The aim of the EU’s new chief prosecutor is to fight cross-border financial crime more efficiently and oversee the spending of EU money.
The office will be independent of EU and national authorities, making it a powerful position – especially with regards to countries where the government has been accused of misusing EU funds.
It will have the right to investigate, prosecute and bring to judgment crimes against the EU budget, such as fraud, corruption or serious cross-border VAT fraud.
The European Public Prosecutor’s Office was agreed on by member states in June 2017 with 20 countries agreeing to participate. Eventually, the Netherlands and Malta also joined in 2018.
It is planned to be operational by the end of 2020.
Denmark, Hungary, Ireland, Poland, Sweden, and the UK decided not to join the new office.

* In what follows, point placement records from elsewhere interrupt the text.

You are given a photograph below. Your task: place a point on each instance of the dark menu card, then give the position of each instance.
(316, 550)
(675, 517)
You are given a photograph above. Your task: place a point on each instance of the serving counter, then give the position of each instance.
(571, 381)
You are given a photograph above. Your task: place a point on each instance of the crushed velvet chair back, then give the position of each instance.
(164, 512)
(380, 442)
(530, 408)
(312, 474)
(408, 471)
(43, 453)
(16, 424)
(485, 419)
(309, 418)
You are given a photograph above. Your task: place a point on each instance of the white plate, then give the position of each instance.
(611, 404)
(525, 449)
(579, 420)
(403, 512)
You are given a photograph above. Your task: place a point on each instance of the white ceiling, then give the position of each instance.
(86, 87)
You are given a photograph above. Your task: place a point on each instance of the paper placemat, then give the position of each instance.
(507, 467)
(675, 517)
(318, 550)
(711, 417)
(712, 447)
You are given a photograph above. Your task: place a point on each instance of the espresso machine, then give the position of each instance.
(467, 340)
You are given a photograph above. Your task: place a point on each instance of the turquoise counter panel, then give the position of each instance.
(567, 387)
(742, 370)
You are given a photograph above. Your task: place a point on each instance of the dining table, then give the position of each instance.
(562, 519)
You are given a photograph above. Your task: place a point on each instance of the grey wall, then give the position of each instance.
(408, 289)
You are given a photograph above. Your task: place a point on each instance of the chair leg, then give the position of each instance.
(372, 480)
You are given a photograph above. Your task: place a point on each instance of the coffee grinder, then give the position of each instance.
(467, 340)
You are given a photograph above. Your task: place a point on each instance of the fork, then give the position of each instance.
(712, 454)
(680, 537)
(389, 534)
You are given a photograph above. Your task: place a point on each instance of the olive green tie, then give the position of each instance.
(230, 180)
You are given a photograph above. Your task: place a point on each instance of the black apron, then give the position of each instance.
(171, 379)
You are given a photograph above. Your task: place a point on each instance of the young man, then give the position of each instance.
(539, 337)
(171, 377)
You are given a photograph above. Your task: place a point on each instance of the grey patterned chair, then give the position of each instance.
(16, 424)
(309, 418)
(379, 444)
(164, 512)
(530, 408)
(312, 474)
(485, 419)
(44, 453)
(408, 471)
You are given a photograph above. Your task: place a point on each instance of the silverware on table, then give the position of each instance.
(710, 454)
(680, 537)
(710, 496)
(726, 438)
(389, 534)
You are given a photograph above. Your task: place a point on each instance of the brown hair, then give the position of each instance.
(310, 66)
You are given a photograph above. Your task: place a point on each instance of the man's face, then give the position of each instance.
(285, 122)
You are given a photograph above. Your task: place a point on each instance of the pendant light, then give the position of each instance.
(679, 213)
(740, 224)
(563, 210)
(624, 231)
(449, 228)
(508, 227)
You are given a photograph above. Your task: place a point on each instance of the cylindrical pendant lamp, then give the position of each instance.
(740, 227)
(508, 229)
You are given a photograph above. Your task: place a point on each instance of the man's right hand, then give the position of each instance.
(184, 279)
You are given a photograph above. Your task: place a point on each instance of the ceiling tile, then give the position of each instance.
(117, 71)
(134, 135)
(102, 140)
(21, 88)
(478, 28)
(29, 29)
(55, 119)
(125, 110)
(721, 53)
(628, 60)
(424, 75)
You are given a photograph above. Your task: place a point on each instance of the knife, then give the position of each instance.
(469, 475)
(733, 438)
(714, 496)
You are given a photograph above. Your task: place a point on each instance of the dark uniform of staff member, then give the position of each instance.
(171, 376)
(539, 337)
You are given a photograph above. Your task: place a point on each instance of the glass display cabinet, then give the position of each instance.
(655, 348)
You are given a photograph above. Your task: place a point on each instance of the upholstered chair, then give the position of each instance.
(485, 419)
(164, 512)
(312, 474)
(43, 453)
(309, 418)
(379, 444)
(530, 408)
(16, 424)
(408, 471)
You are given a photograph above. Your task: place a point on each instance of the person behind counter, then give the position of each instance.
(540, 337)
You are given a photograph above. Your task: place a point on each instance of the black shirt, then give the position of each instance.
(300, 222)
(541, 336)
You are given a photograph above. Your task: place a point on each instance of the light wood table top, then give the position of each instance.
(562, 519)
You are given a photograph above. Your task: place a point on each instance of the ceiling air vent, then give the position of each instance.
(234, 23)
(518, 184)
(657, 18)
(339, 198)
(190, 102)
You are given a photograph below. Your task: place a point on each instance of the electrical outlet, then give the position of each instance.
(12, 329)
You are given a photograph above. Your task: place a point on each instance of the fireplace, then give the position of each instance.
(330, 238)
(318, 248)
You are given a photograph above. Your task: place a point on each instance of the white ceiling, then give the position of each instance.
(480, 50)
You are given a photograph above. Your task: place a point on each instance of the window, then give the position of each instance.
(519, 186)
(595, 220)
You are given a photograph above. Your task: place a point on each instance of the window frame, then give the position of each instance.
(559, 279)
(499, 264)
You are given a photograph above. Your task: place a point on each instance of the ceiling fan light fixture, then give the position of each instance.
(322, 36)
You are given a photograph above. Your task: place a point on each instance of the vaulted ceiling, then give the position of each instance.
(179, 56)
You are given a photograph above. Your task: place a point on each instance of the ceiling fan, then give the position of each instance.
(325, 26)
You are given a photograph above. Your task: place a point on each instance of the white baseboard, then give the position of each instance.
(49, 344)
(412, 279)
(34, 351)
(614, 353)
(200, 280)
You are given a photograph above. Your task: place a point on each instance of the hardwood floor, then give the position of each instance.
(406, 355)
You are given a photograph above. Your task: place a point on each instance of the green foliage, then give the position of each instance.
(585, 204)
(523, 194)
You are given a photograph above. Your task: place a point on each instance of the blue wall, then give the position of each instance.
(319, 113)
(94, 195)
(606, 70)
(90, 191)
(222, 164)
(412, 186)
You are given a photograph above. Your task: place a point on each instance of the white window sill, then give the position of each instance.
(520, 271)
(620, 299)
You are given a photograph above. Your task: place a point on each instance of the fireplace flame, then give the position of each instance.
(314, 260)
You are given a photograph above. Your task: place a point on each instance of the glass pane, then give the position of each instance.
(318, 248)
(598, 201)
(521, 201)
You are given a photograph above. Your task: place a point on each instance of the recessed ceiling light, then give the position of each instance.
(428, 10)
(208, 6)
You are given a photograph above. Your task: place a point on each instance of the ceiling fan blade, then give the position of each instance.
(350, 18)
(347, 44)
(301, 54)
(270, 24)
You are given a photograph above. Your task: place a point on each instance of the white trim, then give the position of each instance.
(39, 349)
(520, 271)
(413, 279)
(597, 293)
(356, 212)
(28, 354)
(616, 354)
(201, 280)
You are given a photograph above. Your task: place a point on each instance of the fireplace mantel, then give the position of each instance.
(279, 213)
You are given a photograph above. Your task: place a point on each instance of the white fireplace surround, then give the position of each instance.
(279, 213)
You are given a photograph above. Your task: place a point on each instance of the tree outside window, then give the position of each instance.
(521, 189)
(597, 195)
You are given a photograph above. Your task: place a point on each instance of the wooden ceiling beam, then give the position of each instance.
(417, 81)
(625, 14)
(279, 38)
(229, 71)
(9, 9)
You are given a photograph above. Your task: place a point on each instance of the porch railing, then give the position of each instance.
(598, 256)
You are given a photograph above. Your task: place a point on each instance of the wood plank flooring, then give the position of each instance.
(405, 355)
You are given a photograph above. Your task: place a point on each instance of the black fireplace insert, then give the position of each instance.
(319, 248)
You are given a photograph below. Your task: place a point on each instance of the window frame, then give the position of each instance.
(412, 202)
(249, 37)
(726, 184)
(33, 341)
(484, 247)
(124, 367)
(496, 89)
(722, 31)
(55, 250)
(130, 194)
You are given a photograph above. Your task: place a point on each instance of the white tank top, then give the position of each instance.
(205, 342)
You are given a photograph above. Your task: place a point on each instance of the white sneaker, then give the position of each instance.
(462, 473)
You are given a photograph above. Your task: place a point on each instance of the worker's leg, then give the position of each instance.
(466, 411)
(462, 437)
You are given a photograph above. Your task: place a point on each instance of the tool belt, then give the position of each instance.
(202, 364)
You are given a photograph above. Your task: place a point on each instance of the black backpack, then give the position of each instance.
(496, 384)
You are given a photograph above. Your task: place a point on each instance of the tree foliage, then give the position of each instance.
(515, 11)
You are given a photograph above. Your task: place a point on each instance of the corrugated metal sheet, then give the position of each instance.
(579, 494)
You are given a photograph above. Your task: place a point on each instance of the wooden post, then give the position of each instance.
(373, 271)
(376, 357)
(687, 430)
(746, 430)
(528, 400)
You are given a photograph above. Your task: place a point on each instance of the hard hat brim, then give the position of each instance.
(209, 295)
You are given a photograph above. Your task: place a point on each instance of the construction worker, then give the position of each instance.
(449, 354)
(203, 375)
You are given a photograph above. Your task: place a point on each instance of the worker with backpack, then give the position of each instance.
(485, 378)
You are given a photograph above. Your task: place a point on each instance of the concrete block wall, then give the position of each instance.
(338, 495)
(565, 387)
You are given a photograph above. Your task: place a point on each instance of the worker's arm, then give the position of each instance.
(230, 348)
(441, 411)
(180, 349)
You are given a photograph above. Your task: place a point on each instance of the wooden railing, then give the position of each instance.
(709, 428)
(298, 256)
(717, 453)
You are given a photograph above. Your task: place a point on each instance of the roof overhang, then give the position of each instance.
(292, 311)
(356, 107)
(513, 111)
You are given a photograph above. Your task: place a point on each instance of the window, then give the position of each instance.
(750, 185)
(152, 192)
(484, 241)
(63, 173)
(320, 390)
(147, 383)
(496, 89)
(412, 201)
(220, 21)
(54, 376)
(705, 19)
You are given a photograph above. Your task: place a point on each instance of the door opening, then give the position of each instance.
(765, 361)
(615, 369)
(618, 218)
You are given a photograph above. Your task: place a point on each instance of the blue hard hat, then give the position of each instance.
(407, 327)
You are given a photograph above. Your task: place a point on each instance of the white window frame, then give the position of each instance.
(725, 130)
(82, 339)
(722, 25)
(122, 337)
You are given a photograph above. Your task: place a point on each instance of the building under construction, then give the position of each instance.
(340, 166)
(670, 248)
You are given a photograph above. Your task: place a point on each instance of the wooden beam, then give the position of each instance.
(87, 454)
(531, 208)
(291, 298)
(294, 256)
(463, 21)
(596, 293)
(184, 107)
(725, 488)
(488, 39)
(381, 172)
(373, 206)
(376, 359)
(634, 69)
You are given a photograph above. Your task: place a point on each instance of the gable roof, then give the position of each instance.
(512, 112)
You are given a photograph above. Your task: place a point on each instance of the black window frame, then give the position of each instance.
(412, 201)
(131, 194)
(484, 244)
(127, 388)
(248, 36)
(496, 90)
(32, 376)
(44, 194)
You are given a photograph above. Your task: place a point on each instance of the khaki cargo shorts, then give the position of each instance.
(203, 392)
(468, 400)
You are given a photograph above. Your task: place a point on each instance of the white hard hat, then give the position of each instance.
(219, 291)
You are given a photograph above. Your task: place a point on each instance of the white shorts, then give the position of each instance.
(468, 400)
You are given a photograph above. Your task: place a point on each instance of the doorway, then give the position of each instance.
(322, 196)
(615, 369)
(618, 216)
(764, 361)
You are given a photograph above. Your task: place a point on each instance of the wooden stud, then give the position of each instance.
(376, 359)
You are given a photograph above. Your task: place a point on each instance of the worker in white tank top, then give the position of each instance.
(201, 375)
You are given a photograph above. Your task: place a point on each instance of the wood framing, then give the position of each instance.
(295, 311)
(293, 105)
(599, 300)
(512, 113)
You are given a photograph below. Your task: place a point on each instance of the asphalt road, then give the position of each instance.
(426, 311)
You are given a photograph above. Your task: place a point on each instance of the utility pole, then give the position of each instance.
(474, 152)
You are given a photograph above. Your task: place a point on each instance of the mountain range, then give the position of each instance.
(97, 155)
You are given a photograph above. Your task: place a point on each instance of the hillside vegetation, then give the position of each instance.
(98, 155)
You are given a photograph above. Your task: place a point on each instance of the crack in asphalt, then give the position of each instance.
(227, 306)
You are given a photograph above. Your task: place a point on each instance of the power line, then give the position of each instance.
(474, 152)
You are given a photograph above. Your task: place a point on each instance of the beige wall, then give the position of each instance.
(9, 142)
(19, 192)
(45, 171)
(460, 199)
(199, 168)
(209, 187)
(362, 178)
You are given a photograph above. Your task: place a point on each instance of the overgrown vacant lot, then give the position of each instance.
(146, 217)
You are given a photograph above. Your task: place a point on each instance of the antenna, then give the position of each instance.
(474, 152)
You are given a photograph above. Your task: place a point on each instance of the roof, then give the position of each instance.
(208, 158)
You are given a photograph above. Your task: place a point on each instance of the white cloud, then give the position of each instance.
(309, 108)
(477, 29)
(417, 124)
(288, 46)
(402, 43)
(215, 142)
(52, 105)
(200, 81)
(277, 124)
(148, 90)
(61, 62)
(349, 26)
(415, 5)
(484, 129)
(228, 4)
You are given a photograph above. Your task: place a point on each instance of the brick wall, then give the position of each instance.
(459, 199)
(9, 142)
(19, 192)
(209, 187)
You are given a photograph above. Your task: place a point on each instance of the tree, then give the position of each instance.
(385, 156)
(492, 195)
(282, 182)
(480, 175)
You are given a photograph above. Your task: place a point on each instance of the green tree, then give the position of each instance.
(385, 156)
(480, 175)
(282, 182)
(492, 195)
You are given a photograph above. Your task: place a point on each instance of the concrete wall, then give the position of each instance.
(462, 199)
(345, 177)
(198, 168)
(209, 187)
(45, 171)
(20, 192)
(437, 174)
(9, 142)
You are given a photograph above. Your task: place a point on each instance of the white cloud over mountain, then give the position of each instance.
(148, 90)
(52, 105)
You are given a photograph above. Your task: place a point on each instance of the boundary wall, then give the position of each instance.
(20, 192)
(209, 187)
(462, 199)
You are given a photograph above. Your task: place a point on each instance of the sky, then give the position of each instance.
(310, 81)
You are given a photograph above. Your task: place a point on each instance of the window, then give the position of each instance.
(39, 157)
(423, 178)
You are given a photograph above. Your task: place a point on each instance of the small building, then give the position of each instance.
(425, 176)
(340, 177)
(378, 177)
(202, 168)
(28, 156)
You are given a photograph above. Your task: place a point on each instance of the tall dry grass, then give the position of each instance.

After Tuesday’s hearing it is yet unclear how the parliament will choose its favourite for the position: whether it would be coordinators, top party politicians from the committee or the entire committee that will vote.
That will be decided on Tuesday, according to the parliament’s press service.
Later, either the parliament’s leadership or the entire plenary will have to back up the decision. If it is a different person than the number one candidate favoured by member states, then the parliament and the countries’ officials will have to enter into negotiations.
Last week, despite Kovesi being the number one candidate of the expert “selection” panel, EU ambassadors voted to endorse Jean-Francois Bohnert, from France, while Kovesi and a German candidate, Andres Ritter, received the same number of votes in the second place.
An EU diplomat suggested that Kovesi’s nomination has become over-politicised, which works against her.
However, the official, who wanted to remain anonymous but is familiar with the discussion among member states, said that Romania’s letter had been counterproductive in several capitals and only ignited support for Kovesi.
But the official added that it does hinder Kovesi’s prospects that her country’s government is not actively campaigning for her, but against her.
The first person who fills in a new position often sets the tone and style for the EU office itself.
The EU could decide to name Kovesi and send a strong signal to countries where top politicians are accused of misappropriating EU funds, such as Romania itself, but it could also alienate countries from the very beginning with such a controversial and bellicose prosecutor.
However, if the EU backs down from supporting Kovesi, that might embolden Romania’s ruling party and other governments that bullying does work in the EU.